Russell Quirk, founder and CEO of Emoov.co.uk, commented: “Another marginal drop in buyer enquiries, coupled with a continued shortage of new properties coming onto the market, has seen transaction levels continue to dwindle. However, it highlights the severe shortage of stock to satisfy even the most paltry of buyer interest, as prices remain stimulated by the imbalance of supply and demand levels in the market.

While London continues to see annual house prices growth slump there are a wealth of areas that have enjoyed double-digit growth, with the Orkney Islands not only leading the UK but Scotland as the region with highest annual price growth.
 
Despite sitting at the more unaffordable end of the market, Cambridge has seen the second strongest annual price growth in the UK.
 
The diversity of the fabric that constructs our overall market is clear to see, with areas across the nation from Eden to Edinburgh, West Dunbartonshire to West Dorset, Manchester to Chichester and much more all enjoying double-digit price growth over the last year.”

John Goodall, CEO and Co-Founder of buy to let specialist Landbay said: “Demand in the property market has been reinforced by a wave of first time buyers capitalising on November’s stamp duty reforms. The changes have made it easier for aspiring homeowners to afford a place of their own, but over the longer term will likely push up prices for starter homes.

The housing crisis has long been linked to insufficient construction over the past decade, but macroeconomic factors are also starting to play a part. Wage growth has been slow going, while inflationary pressure is also hitting people’s pockets. Now more than ever, people are looking toward the private rental sector to support them while they save. Not only do we need to build more affordable homes for aspiring homeowners, but for the private rental sector as well.”

Jeff Knight, Director of Marketing at Foundation Home Loans, commented: “It’s not been the best start to the year for sellers. People are holding off until they are in a better position to make such a big financial commitment, held back by lack of disposable income. That doesn’t change the fact that property prices are still inflated, underpinned by the lack of supply, and pent-up interest will continue to nudge properties just out of reach for those hoping to buy – even with the cut to stamp duty.”

Ishaan Malhi, CEO and founder of online mortgage broker Trussle, had this to say: “By the end of 2017, the average house cost £12,000 more than it did in December 2016. The shortage of homes for sale has kept the property market competitive.

If you’re looking to buy in the coming months, it’s worth keeping an eye on the mortgage market. The cost of borrowing is expected to rise as certain bank subsidies fade away and interest rates climb. In such an environment, locking in a competitive five-year fixed deal will keep your repayments stable for the next few years while the country comes to terms with an increasingly uncertain economic future.”

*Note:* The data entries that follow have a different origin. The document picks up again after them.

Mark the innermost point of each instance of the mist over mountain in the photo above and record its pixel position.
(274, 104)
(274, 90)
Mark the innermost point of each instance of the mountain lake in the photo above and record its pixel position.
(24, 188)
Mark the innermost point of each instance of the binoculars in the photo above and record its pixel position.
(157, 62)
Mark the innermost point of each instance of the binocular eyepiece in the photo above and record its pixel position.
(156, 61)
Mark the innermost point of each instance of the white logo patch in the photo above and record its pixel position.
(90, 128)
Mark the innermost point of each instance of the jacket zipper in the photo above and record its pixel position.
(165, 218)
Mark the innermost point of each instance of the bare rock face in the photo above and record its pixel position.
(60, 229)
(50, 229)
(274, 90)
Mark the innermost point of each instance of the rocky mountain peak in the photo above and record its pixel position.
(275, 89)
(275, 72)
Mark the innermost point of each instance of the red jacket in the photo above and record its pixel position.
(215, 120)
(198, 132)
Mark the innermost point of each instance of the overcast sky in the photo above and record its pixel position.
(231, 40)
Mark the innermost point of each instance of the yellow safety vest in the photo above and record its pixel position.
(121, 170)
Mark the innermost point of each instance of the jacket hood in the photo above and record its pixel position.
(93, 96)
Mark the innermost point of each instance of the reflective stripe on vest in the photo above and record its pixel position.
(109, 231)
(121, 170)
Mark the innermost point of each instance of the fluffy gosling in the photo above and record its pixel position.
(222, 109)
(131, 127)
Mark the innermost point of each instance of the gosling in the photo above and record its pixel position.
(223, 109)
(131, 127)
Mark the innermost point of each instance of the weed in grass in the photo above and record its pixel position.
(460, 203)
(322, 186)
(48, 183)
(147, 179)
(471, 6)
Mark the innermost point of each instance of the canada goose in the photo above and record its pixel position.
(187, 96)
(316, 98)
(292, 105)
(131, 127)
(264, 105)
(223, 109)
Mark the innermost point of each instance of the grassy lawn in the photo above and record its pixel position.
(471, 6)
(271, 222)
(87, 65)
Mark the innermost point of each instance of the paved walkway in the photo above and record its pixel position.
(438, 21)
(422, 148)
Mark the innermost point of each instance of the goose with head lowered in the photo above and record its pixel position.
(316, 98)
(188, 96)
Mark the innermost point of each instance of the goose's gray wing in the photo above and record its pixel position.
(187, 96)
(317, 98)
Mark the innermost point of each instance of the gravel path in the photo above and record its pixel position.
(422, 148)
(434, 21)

Graham Davidson, managing director of buy to let specialist, Sequre Property Investment, comments: “Ending the year on a high, the increase of 5.2% only further cements why people should still be pouring into buy to let in 2018. A volatile stock market will push even more people to invest in property and despite changes to the tax law, buy to let is still producing high income. This simply reinforces its position as the number one investment choice.

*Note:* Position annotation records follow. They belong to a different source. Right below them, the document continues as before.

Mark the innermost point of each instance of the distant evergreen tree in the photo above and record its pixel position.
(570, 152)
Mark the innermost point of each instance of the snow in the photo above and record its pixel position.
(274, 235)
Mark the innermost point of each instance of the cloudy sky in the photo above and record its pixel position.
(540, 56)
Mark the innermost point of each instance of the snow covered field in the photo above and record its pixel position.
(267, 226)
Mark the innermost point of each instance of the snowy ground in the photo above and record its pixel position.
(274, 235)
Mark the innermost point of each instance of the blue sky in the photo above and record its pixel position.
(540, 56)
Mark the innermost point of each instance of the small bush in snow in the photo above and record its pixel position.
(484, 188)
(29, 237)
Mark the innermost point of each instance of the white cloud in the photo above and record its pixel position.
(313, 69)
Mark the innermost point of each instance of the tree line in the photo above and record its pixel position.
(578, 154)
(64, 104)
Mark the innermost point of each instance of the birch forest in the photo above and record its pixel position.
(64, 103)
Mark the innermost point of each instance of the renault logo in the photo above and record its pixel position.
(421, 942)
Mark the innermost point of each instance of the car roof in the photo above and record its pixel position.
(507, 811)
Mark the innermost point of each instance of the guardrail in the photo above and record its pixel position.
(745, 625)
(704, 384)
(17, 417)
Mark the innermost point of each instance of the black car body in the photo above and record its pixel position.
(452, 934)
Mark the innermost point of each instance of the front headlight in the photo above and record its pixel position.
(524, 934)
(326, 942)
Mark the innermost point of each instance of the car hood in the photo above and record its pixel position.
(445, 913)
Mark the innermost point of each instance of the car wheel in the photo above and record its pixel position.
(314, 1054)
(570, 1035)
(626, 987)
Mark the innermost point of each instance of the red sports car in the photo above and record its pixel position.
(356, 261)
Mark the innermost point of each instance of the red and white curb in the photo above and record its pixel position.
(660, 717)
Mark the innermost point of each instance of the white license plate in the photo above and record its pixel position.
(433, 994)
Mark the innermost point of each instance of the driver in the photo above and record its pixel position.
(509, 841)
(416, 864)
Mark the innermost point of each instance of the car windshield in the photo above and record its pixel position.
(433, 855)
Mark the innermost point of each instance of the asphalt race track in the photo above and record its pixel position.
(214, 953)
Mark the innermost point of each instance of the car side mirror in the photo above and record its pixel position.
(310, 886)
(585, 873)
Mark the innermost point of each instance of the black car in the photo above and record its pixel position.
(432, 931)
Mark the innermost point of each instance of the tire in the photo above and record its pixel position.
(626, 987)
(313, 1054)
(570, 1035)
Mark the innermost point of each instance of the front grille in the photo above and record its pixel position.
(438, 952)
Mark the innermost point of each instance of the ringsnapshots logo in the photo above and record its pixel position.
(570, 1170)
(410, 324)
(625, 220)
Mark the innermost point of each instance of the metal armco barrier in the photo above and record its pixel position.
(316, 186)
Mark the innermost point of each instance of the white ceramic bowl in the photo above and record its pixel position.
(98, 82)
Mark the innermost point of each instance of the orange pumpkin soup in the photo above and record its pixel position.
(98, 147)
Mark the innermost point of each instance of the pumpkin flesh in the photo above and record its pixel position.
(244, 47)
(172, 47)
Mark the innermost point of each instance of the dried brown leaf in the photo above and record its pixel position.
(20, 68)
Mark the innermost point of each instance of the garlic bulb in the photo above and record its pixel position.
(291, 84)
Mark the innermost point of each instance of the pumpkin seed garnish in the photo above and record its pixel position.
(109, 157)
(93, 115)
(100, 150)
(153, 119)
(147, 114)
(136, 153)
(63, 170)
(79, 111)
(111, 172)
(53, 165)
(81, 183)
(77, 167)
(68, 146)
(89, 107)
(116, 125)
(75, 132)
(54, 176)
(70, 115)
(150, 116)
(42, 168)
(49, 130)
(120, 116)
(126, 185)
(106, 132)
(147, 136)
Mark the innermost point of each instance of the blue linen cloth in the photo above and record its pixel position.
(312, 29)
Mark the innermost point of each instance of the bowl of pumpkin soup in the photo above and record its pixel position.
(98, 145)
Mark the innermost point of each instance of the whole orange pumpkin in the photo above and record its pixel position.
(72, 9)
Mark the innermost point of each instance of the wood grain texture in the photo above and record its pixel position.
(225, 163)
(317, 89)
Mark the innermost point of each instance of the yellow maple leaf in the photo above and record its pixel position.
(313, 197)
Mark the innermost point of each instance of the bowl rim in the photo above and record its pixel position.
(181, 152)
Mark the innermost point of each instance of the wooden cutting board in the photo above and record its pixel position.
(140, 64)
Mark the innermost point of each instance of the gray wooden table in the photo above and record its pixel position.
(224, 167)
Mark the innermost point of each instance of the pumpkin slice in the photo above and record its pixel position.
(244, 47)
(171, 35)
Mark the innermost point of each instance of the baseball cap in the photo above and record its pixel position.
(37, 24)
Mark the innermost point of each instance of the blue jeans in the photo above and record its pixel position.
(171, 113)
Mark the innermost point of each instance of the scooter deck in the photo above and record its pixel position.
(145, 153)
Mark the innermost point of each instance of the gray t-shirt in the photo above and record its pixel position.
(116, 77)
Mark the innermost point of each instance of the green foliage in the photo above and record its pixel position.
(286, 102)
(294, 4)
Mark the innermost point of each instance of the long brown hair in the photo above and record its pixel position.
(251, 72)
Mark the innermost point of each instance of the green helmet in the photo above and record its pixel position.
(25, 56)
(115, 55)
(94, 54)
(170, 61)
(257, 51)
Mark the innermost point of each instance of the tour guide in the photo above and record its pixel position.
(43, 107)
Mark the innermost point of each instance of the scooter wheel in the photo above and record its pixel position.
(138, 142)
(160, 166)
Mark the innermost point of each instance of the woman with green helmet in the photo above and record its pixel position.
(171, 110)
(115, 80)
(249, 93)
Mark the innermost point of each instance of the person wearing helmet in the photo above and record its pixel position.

Location is an important consideration for investors looking to maximise their profit, and the likes of Manchester and Liverpool are still the key cities for investment. A 5.9% growth in the North West is an impressive amount of capital growth and with strong tenant demand and high rental yields, it has long remained the place to be for buy to let. London’s downfall has only boosted the profile of the North West, something which we predict will continue for the long term.”

Paul Smith, CEO of haart estate agents, comments: “House prices soared in December, reaching £12,000 higher than the same time last year. Putting this into perspective, this is almost half the average UK annual salary, a sure sign that we should hold our confidence in the market. Our own branch data shows that registrations are up 10% across the UK in January, laying the ground for further growth in 2018.

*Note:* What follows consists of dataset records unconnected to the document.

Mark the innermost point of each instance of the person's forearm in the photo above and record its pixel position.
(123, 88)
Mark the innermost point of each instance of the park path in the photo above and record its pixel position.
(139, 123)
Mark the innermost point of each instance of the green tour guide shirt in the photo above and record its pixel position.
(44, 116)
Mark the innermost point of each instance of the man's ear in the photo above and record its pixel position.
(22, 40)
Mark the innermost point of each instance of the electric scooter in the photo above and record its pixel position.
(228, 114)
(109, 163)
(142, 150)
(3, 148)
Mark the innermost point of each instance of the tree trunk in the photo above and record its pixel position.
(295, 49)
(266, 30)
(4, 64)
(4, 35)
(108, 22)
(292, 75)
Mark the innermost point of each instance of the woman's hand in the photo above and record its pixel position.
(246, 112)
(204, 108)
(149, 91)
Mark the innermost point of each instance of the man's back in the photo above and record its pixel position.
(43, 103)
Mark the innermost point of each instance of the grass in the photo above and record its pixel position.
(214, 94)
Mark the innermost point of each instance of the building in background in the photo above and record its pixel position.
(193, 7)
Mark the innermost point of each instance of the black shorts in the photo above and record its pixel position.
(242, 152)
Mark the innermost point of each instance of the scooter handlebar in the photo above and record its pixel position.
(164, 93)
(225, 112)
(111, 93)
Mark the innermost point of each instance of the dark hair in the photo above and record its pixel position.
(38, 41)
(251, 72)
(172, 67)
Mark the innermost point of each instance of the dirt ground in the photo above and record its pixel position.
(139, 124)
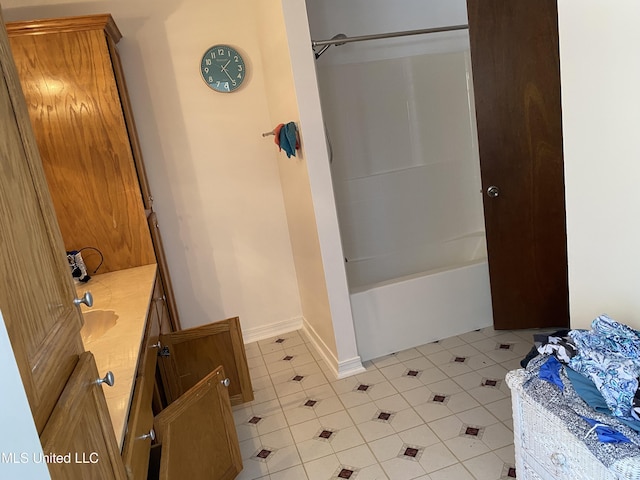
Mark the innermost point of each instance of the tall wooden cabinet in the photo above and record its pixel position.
(77, 99)
(37, 298)
(87, 188)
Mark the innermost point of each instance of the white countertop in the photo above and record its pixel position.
(113, 331)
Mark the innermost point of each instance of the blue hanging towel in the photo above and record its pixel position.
(289, 139)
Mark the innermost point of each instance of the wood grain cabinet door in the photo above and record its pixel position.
(197, 433)
(66, 72)
(80, 428)
(36, 290)
(189, 355)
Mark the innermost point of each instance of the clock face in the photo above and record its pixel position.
(222, 68)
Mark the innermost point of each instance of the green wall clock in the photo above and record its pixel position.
(223, 68)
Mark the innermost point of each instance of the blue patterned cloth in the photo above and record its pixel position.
(609, 354)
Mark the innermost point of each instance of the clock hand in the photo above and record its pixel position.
(227, 73)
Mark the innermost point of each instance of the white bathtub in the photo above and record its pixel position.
(416, 309)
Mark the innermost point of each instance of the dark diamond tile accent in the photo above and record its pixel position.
(411, 452)
(345, 473)
(263, 453)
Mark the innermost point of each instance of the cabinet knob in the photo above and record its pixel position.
(87, 299)
(109, 379)
(151, 435)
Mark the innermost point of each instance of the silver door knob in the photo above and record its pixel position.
(109, 379)
(87, 299)
(151, 435)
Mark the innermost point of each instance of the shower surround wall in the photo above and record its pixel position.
(400, 119)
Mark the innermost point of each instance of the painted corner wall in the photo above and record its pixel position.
(600, 75)
(214, 178)
(294, 178)
(314, 146)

Even London bounced back on the month in December. Buyers here were paying a £4,000 more to buy a home than those in November, an increase matched only by the North East. Perhaps an early indication of where the stamp duty cut will have the most profound effect.
 
Private housebuilding is up 9% on the year, and has grown by £81 million in the last month alone. In places like Cambridge which saw a 15% price increase over the last year due to a lack of stock and too much demand, this should make a real difference, and should really set the market flying in the coming year.”